No me gustan los prefacios que explican los libros, y me sentiría singularmente disgustado si pareciese que me excuso por haber escrito éste. Jamás escribo nada que no deseo escribir, y nunca he creído dejar de poner en mi esfuerzo el acento más humano. ¿Es posible no entender este lenguaje?
Sin embargo, sé que hay un malentendido y deseo disiparlo.
Cuando Belle de Jour apareció por entregas en «Gringoire», los lectores de esta revista reaccionaron con cierta animosidad. Algunos me acusaron de licenciosidad inútil, lo que quiere decir pornografía. No sé cómo responderles. Si el libro no logró convencerlos, tanto peor, no sé bien si para mí o para ellos. En todo caso, lo hecho, hecho está. Pero considero imposible exponer el drama del alma y de la carne sin hablar libremente de ambos. No creo haber sobrepasado los limites permitidos a un escritor que jamás se ha servido de la lujuria para engatusar al lector.
Sabía el riesgo que corría cuando abordé este tema. Sin embargo, cuando la novela estuvo terminada no pensé que pudieran surgir equívocos acerca de las intenciones de su autor. En caso contrario, Belle de Jour no hubiese sido publicada.
Hay que despreciar el falso pudor, como se desprecia el falso buen gusto. Los reproches de tipo social no me preocupan. En cambio sí me afectan los descontentos que mi obra pueda producir en el orden espiritual. Y es con objeto de disipar estas posibles consecuencias por lo que me he decidido a escribir un prefacio que no estaba en mis previsiones.
Se me ha dicho en varias ocasiones que mi relato se refiere a un «caso» humano extraordinario, anormal. Por su parte, algunos médicos me han escrito diciéndome que han conocido a mujeres como mi Severine. Es evidente que, a su juicio, Belle de Jour es una observación patológica conseguida. Sin embargo, es este punto de vista el que deseo atajar. La descripción de un monstruo, por muy perfecta que sea, no me interesa. Lo que he pretendido mostrar con Belle de Jour es el terrible divorcio entre el corazón y la carne, entre un verdadero, inmenso y tierno amor y la implacable exigencia de los sentidos. Este conflicto, con rarísimas excepciones, lo lleva consigo cada hombre y cada mujer cuando aman durante largo tiempo. Puede ser percibido o no, puede desgarrar a un ser humano o dormir plácidamente dentro de él, pero en un caso o en otro siempre existe. ¡Cuántas veces se le pinta como un antagonismo banal! Sin embargo, para elevarlo a un grado de intensidad que permita a los instintos actuar en la plenitud de su grandeza y de su eternidad, es indispensable, a mi juicio, una situación excepcional.
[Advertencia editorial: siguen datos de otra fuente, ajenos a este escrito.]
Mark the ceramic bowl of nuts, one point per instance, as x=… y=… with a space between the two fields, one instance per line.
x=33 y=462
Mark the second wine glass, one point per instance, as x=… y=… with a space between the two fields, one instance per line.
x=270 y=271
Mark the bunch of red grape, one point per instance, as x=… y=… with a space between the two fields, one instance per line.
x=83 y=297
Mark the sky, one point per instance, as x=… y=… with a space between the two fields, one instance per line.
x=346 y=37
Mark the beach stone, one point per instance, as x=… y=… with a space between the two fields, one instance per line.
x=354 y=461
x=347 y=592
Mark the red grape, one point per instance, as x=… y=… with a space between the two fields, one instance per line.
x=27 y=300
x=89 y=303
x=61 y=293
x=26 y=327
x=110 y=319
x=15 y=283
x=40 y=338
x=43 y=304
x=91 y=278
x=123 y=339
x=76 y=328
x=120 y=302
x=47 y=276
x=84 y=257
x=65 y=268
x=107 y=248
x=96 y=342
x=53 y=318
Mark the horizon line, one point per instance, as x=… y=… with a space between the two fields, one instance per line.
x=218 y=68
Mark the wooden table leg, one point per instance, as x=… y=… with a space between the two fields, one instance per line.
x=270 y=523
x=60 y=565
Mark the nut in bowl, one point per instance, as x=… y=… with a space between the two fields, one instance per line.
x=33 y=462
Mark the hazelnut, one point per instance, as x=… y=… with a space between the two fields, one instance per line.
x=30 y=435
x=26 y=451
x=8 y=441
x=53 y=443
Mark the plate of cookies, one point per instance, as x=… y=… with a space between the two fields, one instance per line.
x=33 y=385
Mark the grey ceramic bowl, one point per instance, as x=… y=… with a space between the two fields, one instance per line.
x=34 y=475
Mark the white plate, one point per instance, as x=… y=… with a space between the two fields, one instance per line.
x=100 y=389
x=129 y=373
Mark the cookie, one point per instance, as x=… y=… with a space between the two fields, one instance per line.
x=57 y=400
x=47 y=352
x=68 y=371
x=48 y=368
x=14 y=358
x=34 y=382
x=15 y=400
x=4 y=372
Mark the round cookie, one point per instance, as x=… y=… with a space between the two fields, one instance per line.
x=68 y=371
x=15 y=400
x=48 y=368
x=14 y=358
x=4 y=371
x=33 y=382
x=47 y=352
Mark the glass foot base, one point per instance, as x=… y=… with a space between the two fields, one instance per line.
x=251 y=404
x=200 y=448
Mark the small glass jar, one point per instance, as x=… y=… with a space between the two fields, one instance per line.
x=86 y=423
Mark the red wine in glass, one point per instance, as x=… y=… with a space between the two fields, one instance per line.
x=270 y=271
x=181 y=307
He concebido esta situación deliberadamente, no por lo que tenga de atrayente, sino porque la considero el único medio de poner al descubierto con puñal firme y acerado el fondo de todas las almas que encubren este embrión trágico. Escogí el tema como quien toma en sus manos un corazón enfermo, para averiguar a través de él el secreto de los corazones sanos, o como quien estudia las perturbaciones de la mente, para comprender el movimiento de la inteligencia.
El tema de Belle de Jour no es la aberración sensual de Severine, sino su amor hacia Pierre por encima de esta aberración, o la tragedia de este amor.
¿Seré yo el único capaz de amar a Severine y de llorar por ella?